La lenta, ma costante, sostituzione delle leve del potere, ha avuto un importante conferma nel giugno 2016 quando la Commissione Nazionale di Difesa (CND), che assieme al Dipartimento Organizzativo e di Orientamento del Partito dei Lavoratori di Corea è il principale organo di controllo del Paese, è stata sciolta e al suo posto è stata costituita la Commissione degli Affari di Stato.

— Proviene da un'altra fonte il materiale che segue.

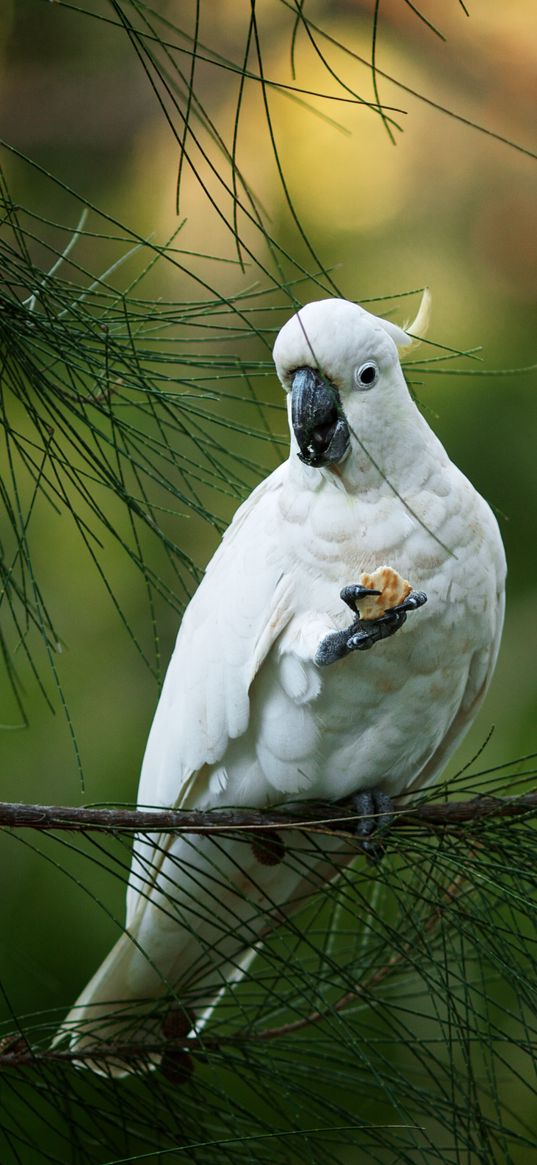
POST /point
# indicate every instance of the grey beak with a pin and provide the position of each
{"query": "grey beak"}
(318, 419)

Una rivoluzione, come appare anche dal nome (in Corea del Nord i titoli delle commissioni vengono scelti con estrema attenzione e danno già l’indicazione del ruolo che le agenzie andranno a ricoprire). La Commissione degli Affari di Stato elimina ogni riferimento al songun di cui era permeata la CND, ma non solo: ha versato gran parte del potere sul piatto della bilancia dei civili. Se nella Commissione Nazionale di Difesa vi erano sette militari su dieci membri, nella Commissione degli Affari di Stato i militari sono solo quattro su tredici membri. Per giungere a questo risultato Kim Jong Un ha dovuto sacrificare parte del suo entourage, in primo luogo quel Jang Song Taek che, con il suo comportamento e le sue manipolazioni per allontanare i rivali dal Dipartimento Organizzativo e di Orientamento e dalla Commissione Nazionale di Difesa, da lui dominate, aveva creato un forte malumore tra la nomenclatura non solo per partito, ma anche delle forze armate, rischiando di creare i presupposti per un Putsch.

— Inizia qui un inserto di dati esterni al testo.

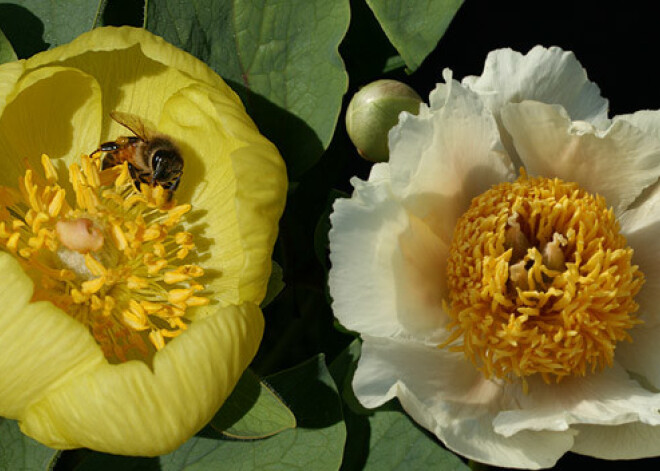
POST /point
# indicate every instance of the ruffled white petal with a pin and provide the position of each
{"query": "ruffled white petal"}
(446, 155)
(388, 276)
(549, 75)
(363, 243)
(617, 163)
(621, 442)
(609, 397)
(646, 120)
(444, 393)
(642, 234)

Gli inaspettati alleati di Kim Jong Un

Kim Jong Un, dunque, sta giocando al meglio le sue carte aiutato anche da inaspettati “alleati” come la Corea del Sud e la Russia. La prima sempre più preoccupata per un’ “arma di invasione di massa” (per dirla con le parole di Kelly Greenhill, professoressa alla Tufts University di Medford, Massachusetts, specializzata in politica dei flussi migratori) che scoppierebbe nel caso di un crollo improvviso del regime. La seconda, invece, attenta osservatrice della politica nordcoreana e ansiosa di giocare un ruolo sempre più importante nell’Estremo Oriente.